Yay, yay!!! I made it today – a year in Mumbai. If you wonder what’s so happy to be about…well, the old-age never-ending debate on Mumbai vs Delhi is something which can happen over a cup of coffee which concludes. One is India’s financial capital, the other it’s political capital and both are greek to me ;). I was told that if I can make it a year, I should toast. Cheers to me!!
Movies, Camera and Action is how I would describe the Bollywood City. Hustle-bustle of people, street-snacks, the famous Dabbawalas (ingenious team who deliver 200,000 meals every day from homes to offices within three hours) and local train network which has the highest passenger density in the world is what Mumbai stands out for. People including myself compare it to Manhattan of New York having being stayed there as well which I equally enjoyed.

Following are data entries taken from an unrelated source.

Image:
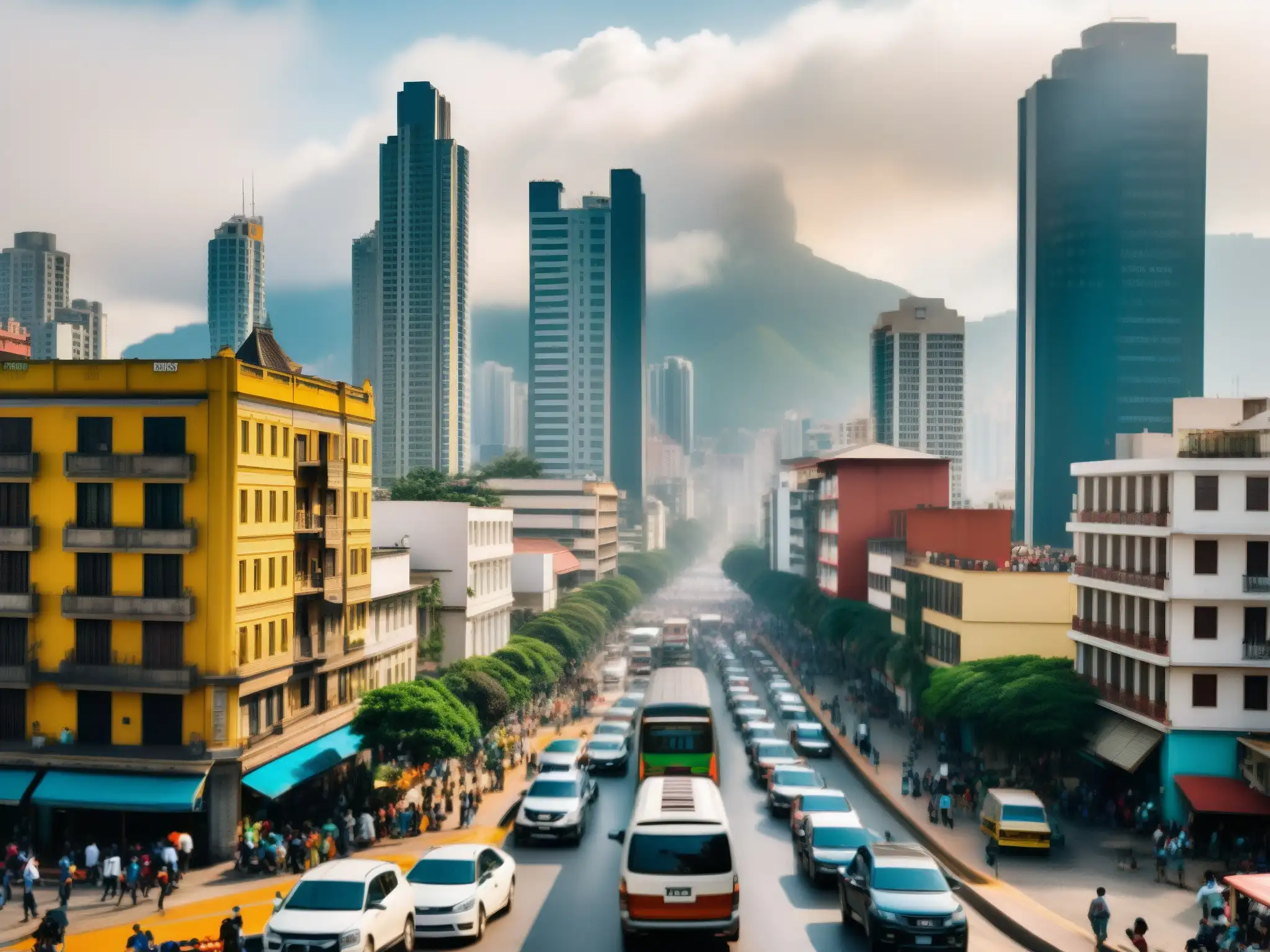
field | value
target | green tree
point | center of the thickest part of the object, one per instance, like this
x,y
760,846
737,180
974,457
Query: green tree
x,y
420,719
437,487
513,465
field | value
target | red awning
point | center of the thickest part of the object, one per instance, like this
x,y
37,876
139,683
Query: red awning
x,y
1222,795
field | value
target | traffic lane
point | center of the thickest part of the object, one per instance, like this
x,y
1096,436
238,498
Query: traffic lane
x,y
780,908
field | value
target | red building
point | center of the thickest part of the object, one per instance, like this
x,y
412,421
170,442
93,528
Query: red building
x,y
860,489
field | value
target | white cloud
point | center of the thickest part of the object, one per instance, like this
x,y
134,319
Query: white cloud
x,y
892,125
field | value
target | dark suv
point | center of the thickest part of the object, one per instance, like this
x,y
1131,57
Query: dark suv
x,y
902,899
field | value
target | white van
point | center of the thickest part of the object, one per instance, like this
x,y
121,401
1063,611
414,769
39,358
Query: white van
x,y
677,870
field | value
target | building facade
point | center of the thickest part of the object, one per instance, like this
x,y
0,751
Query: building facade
x,y
424,395
1112,309
917,382
200,611
571,333
235,281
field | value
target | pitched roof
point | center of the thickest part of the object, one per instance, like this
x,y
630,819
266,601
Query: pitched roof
x,y
263,350
563,560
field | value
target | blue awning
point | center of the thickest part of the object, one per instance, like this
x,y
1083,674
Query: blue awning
x,y
13,785
278,776
143,792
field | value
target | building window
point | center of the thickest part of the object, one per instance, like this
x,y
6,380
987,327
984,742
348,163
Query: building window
x,y
1206,621
1203,691
1206,494
1206,557
1255,692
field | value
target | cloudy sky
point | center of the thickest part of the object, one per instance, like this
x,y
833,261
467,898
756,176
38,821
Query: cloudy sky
x,y
127,126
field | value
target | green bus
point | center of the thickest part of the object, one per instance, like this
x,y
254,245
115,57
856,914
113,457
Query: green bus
x,y
676,725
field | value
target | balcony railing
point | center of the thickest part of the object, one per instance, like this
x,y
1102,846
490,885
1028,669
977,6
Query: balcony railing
x,y
1121,637
20,539
23,604
1122,575
128,539
1155,710
156,467
19,466
143,609
1121,518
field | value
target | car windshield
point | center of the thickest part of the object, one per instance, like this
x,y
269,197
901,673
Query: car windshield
x,y
840,838
680,855
327,896
825,804
1024,814
554,788
442,873
908,879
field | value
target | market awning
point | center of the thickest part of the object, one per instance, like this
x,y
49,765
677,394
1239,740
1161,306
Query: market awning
x,y
1123,742
278,776
13,785
141,792
1222,795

Thus, the first thing that defines Mumbai is its immense density due to which the housing prices are as high as the towers themselves. It is the city with the eighteenth highest number of skyscrapers in the world, most of which are residential. No matter where you choose to stay in this city of dreams, you will see washed clothes hanging on a rope out of the window on the twenty-fifth floor as the apartments do not have enough room to hang your clothes to dry. Nonetheless, it adds tons of character to the buildings!!

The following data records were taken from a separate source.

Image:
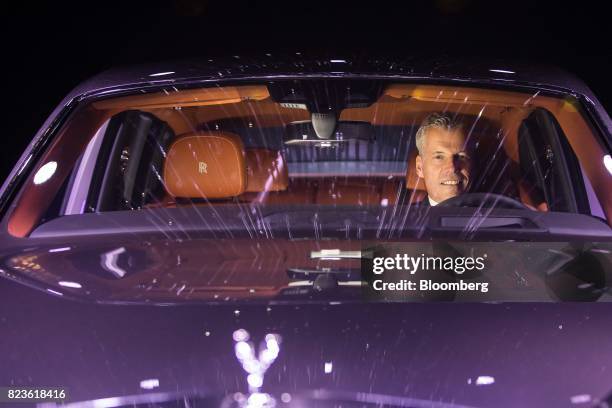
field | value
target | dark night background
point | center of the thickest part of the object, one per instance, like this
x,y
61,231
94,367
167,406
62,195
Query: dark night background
x,y
48,49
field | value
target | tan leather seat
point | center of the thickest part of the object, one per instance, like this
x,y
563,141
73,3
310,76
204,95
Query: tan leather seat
x,y
207,165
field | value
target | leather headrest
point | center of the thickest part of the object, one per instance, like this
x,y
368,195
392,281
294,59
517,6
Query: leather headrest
x,y
266,171
205,165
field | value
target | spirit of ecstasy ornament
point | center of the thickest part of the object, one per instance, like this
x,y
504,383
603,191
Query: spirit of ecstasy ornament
x,y
256,366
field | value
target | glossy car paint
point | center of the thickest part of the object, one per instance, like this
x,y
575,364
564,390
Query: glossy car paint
x,y
537,354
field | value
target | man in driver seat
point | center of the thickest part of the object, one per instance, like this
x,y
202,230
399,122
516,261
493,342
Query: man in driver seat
x,y
444,159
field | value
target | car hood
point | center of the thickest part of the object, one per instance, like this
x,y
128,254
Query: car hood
x,y
464,354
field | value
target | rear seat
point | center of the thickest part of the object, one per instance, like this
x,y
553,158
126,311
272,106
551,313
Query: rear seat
x,y
214,166
208,166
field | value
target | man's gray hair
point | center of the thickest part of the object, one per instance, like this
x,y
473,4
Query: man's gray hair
x,y
436,120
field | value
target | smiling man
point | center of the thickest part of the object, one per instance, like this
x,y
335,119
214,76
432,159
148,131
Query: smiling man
x,y
444,161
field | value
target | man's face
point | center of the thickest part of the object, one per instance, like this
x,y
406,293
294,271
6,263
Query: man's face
x,y
444,163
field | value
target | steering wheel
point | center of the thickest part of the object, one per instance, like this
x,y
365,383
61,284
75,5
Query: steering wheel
x,y
486,200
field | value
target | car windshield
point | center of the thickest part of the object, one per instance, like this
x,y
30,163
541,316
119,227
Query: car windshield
x,y
295,177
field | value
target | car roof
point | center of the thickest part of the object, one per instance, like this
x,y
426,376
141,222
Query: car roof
x,y
274,65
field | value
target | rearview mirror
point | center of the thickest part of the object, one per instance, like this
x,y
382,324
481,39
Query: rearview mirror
x,y
303,132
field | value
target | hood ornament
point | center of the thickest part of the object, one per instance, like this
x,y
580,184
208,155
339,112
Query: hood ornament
x,y
256,366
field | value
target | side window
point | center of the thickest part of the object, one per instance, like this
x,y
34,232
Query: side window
x,y
129,166
549,166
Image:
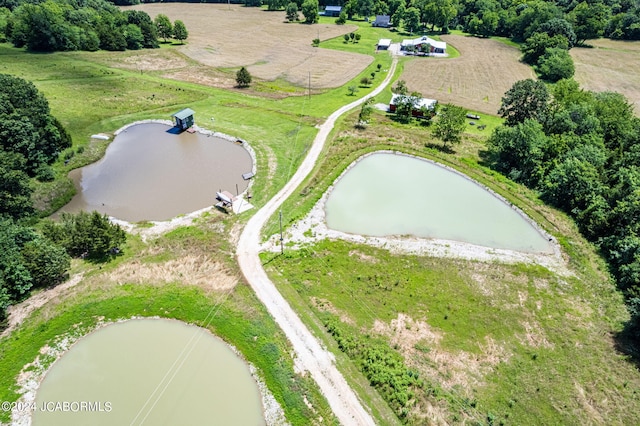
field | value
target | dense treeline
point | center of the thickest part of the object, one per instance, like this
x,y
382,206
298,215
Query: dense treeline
x,y
31,139
518,20
63,25
581,151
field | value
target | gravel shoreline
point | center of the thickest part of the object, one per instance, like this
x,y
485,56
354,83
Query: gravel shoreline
x,y
313,228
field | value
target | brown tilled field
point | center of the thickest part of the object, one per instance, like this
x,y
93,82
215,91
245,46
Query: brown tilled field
x,y
476,80
230,36
611,65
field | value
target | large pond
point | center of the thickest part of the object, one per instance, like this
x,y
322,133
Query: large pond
x,y
388,194
151,173
152,372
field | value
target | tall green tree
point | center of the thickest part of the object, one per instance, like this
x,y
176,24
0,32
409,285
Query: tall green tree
x,y
15,187
519,151
556,64
450,124
180,32
147,26
26,125
536,45
310,11
412,19
163,26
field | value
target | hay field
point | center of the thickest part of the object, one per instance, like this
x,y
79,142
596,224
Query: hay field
x,y
476,80
230,36
611,65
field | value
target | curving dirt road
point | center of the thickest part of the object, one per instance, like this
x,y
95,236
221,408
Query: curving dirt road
x,y
310,355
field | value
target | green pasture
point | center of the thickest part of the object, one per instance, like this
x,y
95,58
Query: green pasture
x,y
570,314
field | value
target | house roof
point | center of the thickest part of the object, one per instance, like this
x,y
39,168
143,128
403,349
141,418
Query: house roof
x,y
423,102
424,39
182,114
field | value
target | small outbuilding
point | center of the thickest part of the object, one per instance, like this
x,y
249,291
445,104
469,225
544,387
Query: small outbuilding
x,y
382,21
184,118
332,11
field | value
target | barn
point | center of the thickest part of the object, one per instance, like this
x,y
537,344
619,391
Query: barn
x,y
184,118
382,21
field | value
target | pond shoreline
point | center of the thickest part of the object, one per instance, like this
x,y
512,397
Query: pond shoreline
x,y
32,374
313,228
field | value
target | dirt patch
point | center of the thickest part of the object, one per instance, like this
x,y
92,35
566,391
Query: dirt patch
x,y
610,66
153,61
194,270
417,342
231,36
534,336
477,79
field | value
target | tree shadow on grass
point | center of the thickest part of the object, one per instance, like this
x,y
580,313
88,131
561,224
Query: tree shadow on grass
x,y
626,342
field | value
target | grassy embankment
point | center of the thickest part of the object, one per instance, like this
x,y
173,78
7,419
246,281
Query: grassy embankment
x,y
492,342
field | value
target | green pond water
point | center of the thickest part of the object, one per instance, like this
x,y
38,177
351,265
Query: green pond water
x,y
388,194
149,372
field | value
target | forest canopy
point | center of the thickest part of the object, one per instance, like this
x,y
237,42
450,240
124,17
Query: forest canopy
x,y
64,25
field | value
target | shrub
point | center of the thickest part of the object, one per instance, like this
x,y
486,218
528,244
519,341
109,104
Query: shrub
x,y
556,64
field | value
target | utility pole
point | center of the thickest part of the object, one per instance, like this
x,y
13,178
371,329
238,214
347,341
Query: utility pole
x,y
281,239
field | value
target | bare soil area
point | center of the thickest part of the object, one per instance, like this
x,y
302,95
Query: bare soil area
x,y
610,66
231,36
477,79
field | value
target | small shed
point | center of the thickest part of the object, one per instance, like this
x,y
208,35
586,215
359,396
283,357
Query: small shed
x,y
384,44
383,21
184,118
332,11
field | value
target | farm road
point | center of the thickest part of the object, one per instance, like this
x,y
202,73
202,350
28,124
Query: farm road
x,y
310,355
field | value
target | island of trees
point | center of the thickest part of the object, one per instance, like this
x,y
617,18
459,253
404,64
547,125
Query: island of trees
x,y
64,25
31,139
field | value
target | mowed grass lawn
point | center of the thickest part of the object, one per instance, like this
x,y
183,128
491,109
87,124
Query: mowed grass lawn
x,y
496,343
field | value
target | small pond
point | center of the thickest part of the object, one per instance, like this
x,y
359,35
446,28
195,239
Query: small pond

I stay in a 1BHK apartment in a well-architectured and guarded residential society. When I am inside my apartment, I often forgot that I am surrounded by buildings and people and all the noise. I really enjoy to live with only the things I need, no waste space and it feels spacious because it’s layout is efficient. Over the years as my affordability increased so did my living space gradually expanded. I have added few craftwork furniture to add a character to my apartment but I consume to fit my space. Being minimalistic is my mantra! I know it is bound to happen, but I try to keep the number of items to a minimum.

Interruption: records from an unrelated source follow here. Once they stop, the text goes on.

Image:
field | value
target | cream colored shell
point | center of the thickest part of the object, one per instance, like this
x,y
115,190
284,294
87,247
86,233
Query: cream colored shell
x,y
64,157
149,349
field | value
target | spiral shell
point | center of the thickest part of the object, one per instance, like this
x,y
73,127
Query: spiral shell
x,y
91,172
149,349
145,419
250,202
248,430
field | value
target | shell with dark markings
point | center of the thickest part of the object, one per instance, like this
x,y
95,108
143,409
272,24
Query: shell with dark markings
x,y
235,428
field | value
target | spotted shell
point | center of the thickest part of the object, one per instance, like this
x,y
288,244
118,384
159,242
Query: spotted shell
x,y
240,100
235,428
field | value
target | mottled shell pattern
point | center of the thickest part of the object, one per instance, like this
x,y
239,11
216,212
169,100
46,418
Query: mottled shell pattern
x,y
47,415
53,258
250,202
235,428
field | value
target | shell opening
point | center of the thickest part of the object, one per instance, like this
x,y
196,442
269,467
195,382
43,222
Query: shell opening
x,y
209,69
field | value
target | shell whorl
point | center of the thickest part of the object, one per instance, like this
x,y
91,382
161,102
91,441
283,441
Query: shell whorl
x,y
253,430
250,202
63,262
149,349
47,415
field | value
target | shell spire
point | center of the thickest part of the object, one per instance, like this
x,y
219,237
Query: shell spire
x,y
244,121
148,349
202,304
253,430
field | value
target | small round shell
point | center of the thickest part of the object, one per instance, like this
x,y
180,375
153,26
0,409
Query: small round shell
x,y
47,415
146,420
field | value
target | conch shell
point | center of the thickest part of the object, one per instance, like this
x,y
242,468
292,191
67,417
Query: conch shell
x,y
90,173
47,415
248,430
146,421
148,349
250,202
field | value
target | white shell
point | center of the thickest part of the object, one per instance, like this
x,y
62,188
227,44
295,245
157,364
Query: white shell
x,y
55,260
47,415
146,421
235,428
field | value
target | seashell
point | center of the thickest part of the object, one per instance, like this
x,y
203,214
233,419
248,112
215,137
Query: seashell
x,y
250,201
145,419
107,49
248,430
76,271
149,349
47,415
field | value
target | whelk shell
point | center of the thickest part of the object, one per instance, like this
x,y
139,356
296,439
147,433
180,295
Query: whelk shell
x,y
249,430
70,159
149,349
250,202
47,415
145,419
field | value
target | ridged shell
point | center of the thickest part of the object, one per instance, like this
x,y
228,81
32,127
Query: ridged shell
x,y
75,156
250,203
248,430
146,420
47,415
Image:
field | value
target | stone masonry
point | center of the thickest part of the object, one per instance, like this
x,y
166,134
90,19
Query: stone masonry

But this is me staying by myself. The space one need might expand beyond living quarters. India doesn’t have any leasing regulation which restricts or legalize the number of people staying in an apartment. So, there are families (parents + 2 kids) staying in a 1 BHK or 1 RK (similar to a studio apartment). Living space is hard to come by and they often have little or no choice, the one that not only limits your wallet but also your living space. I think a lot of people just live with it – what else can they do. And that way of living permeates beyond their homes and out on the streets. Personal space is not in their dictionary. The sidewalks are often full with people, as are the buses, local trains and streets with cars. From bird’s eye-view, I can only imagine how suffocating it must be to be around people so often, to have so little room for yourself.
So, how much space do we need? Does space affect our feelings for one another both inside and outside our personal spaces? Well, with each person sharing that space, the need changes or one’s concept of solitude changes. Attitudes about needs and space probably depend on how much roaming space we have inside our mind vs how much external stimulation we need – a place to breathe, to dwell or to enjoy. No matter how cramped and claustrophobic an apartment may be, the moment one is by the seaside it’s bliss!!
Now obviously – thee’s “need” and need. The question is how long it will take before we have to escape the city as well, if don’t already.